Au Soudan l’année dernière, l’une des causes de la révolution qui a fait tomber le régime d’Omar El-Béchir, c’était le coût de la vie. Isolée, sanctionnée, l’économie soudanaise est toujours en déliquescence malgré les premières mesures des autorités de transition. La livre soudanaise, notamment, est difficilement contrôlable. Et dans ce contexte, les Soudanais calculent au plus juste pour « faire bouillir la marmite ». Reportage de notre envoyé spécial dans un magasin de primeurs du centre-ville de Khartoum.
Quelques bricoles glissées de l’étalage de primeurs vers un sac en plastique, une poignée de billets dans la main du vendeur : Mohened, comptable, énumère ses maigres courses…« Des patates, de la viande, des légumes… »
Evidemment Mohened subit, comme tous les Soudanais, les 60% et plus d’inflation et les salaires bloqués…« On ne peut plus acheter comme avant, vraiment plus autant qu’avant… Avant, quand on venait acheter des légumes c’était anodin. Mais aujourd’hui c’est une lourde responsabilité. L’inflation a une influence sur nous tous, une énorme influence. »
Comme Mohened, les clients disent tous faire la part de l’essentiel et de l’accessoire. La Banque africaine de développement estime qu’un quart des Soudanais est en situation d’extrême pauvreté. Et les deux milliards de dollars injectés en devises étrangères par les autorités de transition n’ont pas réussi, encore, à stabiliser la livre soudanaise.

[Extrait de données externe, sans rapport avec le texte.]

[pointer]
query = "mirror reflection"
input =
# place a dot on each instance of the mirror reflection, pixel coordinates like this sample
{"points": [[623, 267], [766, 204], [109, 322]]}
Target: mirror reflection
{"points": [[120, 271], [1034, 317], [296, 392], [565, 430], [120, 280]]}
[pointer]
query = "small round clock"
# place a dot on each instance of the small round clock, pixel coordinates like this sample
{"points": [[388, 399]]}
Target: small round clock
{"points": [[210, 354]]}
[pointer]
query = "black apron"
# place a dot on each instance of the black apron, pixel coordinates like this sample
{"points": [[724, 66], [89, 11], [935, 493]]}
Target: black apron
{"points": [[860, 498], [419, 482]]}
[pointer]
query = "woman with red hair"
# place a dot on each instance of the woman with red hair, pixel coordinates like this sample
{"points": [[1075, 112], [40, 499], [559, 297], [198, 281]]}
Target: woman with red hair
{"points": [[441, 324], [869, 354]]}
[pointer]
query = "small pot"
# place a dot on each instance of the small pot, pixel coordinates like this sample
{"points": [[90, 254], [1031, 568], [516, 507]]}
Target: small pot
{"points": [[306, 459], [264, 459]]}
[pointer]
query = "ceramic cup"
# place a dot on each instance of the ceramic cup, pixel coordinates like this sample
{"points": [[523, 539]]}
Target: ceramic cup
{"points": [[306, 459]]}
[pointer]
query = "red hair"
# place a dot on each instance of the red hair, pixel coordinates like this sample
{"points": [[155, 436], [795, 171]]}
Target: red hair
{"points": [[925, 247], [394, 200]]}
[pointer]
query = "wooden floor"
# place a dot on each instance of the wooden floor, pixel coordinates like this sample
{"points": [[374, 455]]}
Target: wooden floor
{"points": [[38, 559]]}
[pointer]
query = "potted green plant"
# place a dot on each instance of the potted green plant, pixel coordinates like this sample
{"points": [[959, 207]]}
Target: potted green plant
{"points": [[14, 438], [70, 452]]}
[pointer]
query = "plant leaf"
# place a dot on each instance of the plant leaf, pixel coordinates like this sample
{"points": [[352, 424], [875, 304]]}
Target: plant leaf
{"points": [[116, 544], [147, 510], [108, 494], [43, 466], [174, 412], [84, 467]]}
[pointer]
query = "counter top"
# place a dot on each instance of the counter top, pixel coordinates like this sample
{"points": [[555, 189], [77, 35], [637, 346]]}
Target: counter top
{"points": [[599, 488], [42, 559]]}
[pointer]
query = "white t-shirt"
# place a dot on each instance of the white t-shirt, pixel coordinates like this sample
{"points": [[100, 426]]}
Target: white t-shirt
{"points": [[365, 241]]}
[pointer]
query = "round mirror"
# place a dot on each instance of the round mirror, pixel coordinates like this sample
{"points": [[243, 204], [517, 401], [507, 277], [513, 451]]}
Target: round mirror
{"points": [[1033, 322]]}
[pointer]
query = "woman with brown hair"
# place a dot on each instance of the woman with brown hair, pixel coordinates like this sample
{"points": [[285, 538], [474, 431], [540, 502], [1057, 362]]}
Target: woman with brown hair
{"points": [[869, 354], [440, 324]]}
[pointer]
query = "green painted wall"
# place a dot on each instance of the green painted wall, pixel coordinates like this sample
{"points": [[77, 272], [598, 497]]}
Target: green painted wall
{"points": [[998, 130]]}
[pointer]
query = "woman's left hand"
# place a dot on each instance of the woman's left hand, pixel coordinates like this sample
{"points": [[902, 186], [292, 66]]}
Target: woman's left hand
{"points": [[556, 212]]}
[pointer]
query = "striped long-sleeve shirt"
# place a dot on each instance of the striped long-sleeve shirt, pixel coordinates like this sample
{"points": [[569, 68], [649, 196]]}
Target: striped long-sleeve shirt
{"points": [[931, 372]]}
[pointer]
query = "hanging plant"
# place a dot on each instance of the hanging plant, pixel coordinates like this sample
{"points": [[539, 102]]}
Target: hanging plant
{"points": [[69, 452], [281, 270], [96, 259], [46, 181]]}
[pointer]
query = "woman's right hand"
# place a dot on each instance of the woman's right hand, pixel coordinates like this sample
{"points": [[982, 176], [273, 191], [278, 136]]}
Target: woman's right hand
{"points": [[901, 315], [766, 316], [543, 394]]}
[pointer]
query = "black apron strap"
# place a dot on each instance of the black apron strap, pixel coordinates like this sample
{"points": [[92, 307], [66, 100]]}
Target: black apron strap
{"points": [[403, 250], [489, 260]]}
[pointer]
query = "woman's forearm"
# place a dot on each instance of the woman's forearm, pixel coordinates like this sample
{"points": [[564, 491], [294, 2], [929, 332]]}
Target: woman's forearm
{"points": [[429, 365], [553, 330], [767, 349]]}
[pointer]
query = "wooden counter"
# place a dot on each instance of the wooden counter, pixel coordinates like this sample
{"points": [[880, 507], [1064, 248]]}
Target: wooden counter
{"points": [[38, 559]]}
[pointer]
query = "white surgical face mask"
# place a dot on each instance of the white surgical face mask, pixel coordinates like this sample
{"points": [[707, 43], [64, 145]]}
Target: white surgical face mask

Aussi Mounir le maraîcher regarde-t-il s’envoler les prix s’avec impuissance… « D’habitude, pendant la saison des patates, un kilo coûte 20 livres. Or cette année, un kilo coûte 40 livres alors que c’est la saison. Les prix ne changent pas alors qu’ils auraient dû baisser. C’est pareil avec les tomates : les prix sont toujours aussi élevés qu’en dehors de la saison. »
Mounir espère que la révolution mettra enfin bon ordre à l’économie soudanaise. Il a même sa petite idée là-dessus : « On devrait avoir des fermes d’État. Celles qui nous vendent aujourd’hui des fruits et légumes appartiennent à des commerçants. Et ce n’est même pas eux qui nous vendent à nous : il y a des intermédiaires, ce sont eux qui spéculent sur le marché et qui font monter les prix. »
Comme dans toutes les grandes capitales, il y a les marchés et les supermarchés. Au sous-sol de ce centre climatisé de Khartoum, voici un supermarché, mais dont les rayons sont déserts. Seule Hind choisit prudemment quelques légumes pour le soir. « Avant j’achetais des provisions toutes les deux semaines. Aujourd’hui, c’est au jour le jour. Heureusement que mon mari est expatrié, c’est grâce à l’argent qu’il envoie qu’on arrive à manger. Avec mon seul salaire, on ne pourrait même pas survivre une journée. »
On mange moins, on calcule au plus juste au Soudan. Et on attend surtout que le pays.